長年の経験則から導き出した、『次にこう斬ってくるはず』というラトリアの予測が、ことごとく外される。
考えれば考えるほど泥沼にはまる感覚。
まるで間隔の違う歯車を合わせているように、度々流れを切らされた。
「かっ……はっ……はあっ……!」
何度目かの仕切り直し。呼吸を忘れていたラトリアが慌てて息を吸い込んだ。
滝のように汗が流れ落ちる。
一方でムラマサは涼しい顔で、楽しそうに咥えタバコをくゆらせていた。
「お見事お見事。な? 『先読み』なんてなくても、だいぶ俺の刀も見えてきたろ?」
「……っ!」
図星を突かれる。
ムラマサの指摘通り、先程かけた『先読み』の効力は既に切れていた。
再使用にはまだクールタイムが残っている。
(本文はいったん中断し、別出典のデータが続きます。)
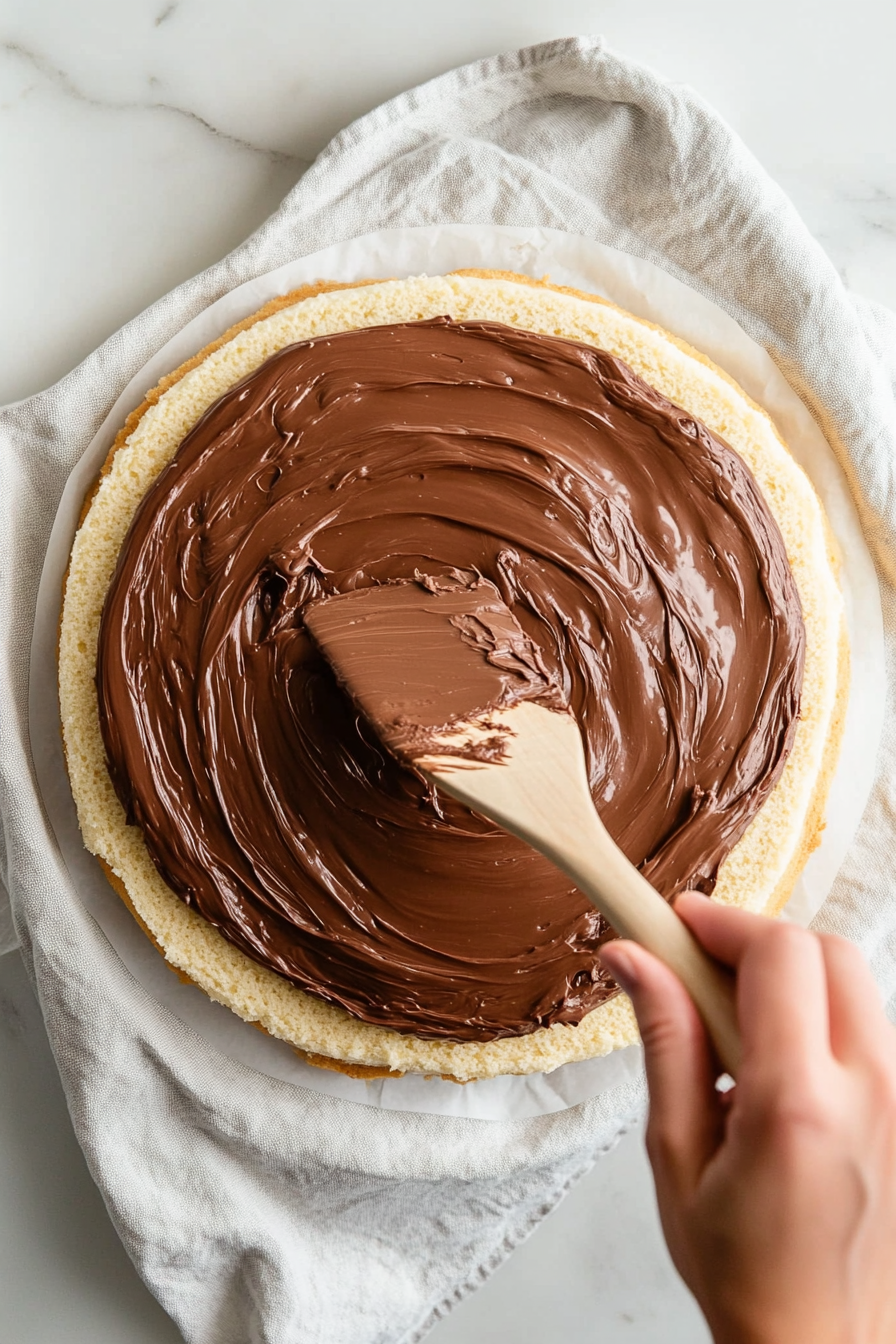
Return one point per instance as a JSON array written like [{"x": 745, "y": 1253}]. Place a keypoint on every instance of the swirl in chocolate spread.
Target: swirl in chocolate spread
[{"x": 630, "y": 543}]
それを悟られまいとしていたが、稚拙な足掻きだったようだ。
ムラマサの神速に対抗するためには『先読み』スキルは不可欠……そう信じていたラトリアではあったが、むしろその効力が切れた今の方がムラマサの斬撃を防げているような気すらした。
「『先読み』なんてもん使ってるから、なまじ目で見て考えちまう。相手の太刀筋なんて見てもどうにもなんねえよ。剣士なら、相手の心を見ねえとよ」
「貴様の教えなど受けるか!」
突進。ムラマサを黙らせようと死ぬ気で大太刀を振るう。
その全てを打ち払われ攻め手を失うラトリア。
それを見て、ムラマサが刀を横一文字に払う。
「――ッ」
――その太刀筋だけは、何故かはっきりと見えた。
今までのムラマサとは違う、明らかに手抜きの一撃。『先読み』を使うまでもなくその軌跡が予知できた。
軽くかがむだけで苦も無く回避。
同時に、ムラマサの胴体ががら空きなことに気づく。
「――」
好機……?
一瞬の逡巡。千度斬り合って一度訪れるかというチャンス。剣技で劣る自身が勝利を掴みうる、千載一遇の好機。
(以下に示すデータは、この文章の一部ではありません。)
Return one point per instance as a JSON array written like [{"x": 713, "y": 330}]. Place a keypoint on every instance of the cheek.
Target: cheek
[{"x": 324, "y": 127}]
……だが、あまりにもムラマサらしからぬ隙。あるいは罠の可能性も――
「――おっせえ」
殺気。
首が斬り飛ばされる幻覚を抱き、思案に耽っていたラトリアの目が覚める。
ラトリアを外したはずの刀が有り得ない軌道で戻ってきた。
咄嗟にそれを防いだその時には、ラトリアの腹部を蹴りが打ち据えていた。
「がはっ!」
数メートル蹴り飛ばされる。
ムラマサは追撃してこない。
やれやれ、と苦笑いしながら刀で自分の肩をぽんぽんと叩き、短くなったタバコを地面に捨てた。
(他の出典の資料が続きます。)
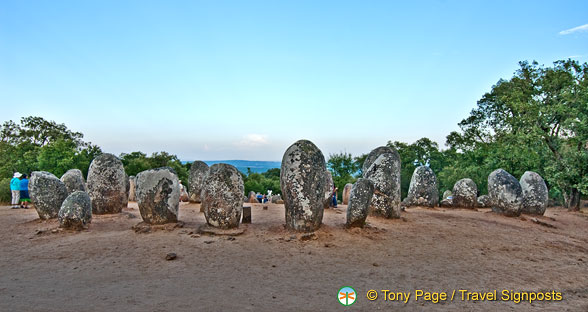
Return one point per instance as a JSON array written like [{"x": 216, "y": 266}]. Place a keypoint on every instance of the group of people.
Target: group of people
[{"x": 19, "y": 186}]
「斬り込むもいい、退がるもいい。だが『止まる』ってのはどういうこった」
「……ッ」
「脳みそで考えてどうする。遅すぎんだろそれじゃ。そんなとこに頼らなくても、お前の身体がもう答えを知ってんだよ。剣ってのはそういうもんだ」
「……自分ができるからと、偉そうに……!」
「お前いま、重心が後ろに乗ったろ?」
「な……」
そんなことを意識する余裕など全くなかったが、ムラマサには見えていたようだ。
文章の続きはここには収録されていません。